The Independent Petroleum Association of America (IPAA) and three other industry groups have expressed concern that the increase in construction of offshore liquefied natural gas (LNG) facilities may lead to a withdrawal of available offshore leases from future federal government sales, as well as impact existing oil and natural gas leases.
“We are increasingly concerned about the possibility that tracts may be withdrawn from future Gulf of Mexico lease sales, or that existing leases may be impaired at the request of some LNG import proponents,” wrote the IPAA, Domestic Petroleum Council, International Association of Drilling Contractors and International Association of Geophysical Contractors last month in a joint letter to Interior Secretary Gale Norton and Homeland Security Director Tom Ridge.

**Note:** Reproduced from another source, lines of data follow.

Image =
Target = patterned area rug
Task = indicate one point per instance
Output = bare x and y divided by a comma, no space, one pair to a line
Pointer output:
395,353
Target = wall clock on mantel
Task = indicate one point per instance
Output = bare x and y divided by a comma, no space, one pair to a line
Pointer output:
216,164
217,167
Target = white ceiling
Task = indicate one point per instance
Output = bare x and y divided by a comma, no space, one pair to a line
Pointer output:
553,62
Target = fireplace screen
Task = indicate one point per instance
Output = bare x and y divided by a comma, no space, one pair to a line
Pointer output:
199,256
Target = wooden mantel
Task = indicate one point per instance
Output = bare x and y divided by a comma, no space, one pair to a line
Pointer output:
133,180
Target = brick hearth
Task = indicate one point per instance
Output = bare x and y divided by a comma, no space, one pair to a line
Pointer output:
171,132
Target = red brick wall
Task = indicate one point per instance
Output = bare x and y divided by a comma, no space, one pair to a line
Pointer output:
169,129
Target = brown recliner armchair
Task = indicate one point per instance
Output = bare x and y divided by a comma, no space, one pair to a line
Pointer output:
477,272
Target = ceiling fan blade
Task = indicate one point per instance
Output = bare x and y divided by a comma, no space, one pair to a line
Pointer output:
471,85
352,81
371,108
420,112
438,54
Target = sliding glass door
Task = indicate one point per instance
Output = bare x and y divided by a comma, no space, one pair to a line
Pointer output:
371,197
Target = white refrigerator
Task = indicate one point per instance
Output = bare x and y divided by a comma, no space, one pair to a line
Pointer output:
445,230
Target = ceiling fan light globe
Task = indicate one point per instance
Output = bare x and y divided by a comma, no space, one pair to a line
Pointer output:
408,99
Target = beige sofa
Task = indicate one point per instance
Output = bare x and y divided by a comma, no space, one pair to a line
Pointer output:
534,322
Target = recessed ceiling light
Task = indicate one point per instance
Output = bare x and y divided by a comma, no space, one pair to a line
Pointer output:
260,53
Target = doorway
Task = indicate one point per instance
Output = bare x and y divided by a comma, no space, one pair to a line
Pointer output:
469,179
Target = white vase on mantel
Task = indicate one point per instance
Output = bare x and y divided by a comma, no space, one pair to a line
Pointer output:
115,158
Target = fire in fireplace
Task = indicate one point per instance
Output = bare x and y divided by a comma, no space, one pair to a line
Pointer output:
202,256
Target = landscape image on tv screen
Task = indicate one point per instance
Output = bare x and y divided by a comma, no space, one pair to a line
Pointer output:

Interior’s Minerals Management Service (MMS) administers offshore oil and gas sales in federal waters, while the Department of Homeland Security administers the U.S. Coast Guard, which issues permits for offshore LNG facilities.
“As national associations representing those on the leading edge of geoscience evaluation, exploration, development and production to provide natural gas and oil from the Outer Continental Shelf of the Gulf of Mexico, we and our members understand the need for imported LNG to complement domestic supplies of natural gas. We also support building the infrastructure to provide needed imports,” the four industry groups said.
But “what we do not support and will actively oppose is any process that allows LNG proponents to receive lease tract sale withdrawals, stipulations or other restrictions without full disclosure of what is being requested, and an opportunity to comment [publicly] on such requests and have our comments fully considered in advance of decisions related to them,” they said.
Absent full disclosure and the ability to publicly comment, “our members may see millions of dollars of pre-lease sale seismic and other geoscience investment and evaluation wasted.” Moreover, “a single withdrawn tract could put billions of cubic feet of natural gas resources off limits — in areas not otherwise subject to statutory or administrative moratoria,” the groups wrote.
Citing MMS as the source, the IPAA reported two leases were withdrawn from a recent Gulf of Mexico lease sale to make room for an LNG terminal off the coast of Louisiana.
“We have some concern that this is going to be a continuing problem,” said Dan Naatz, IPAA’s director of federal resources. He noted that IPAA and the others have met already with MMS to discuss the issue, and are trying to set up a meeting with the Coast Guard. The groups want to make sure that offshore leases aren’t pulled from future sales without first being “fully considered and vetted.”
Neither Norton nor Ridge have responded to the letters yet, according to Naatz.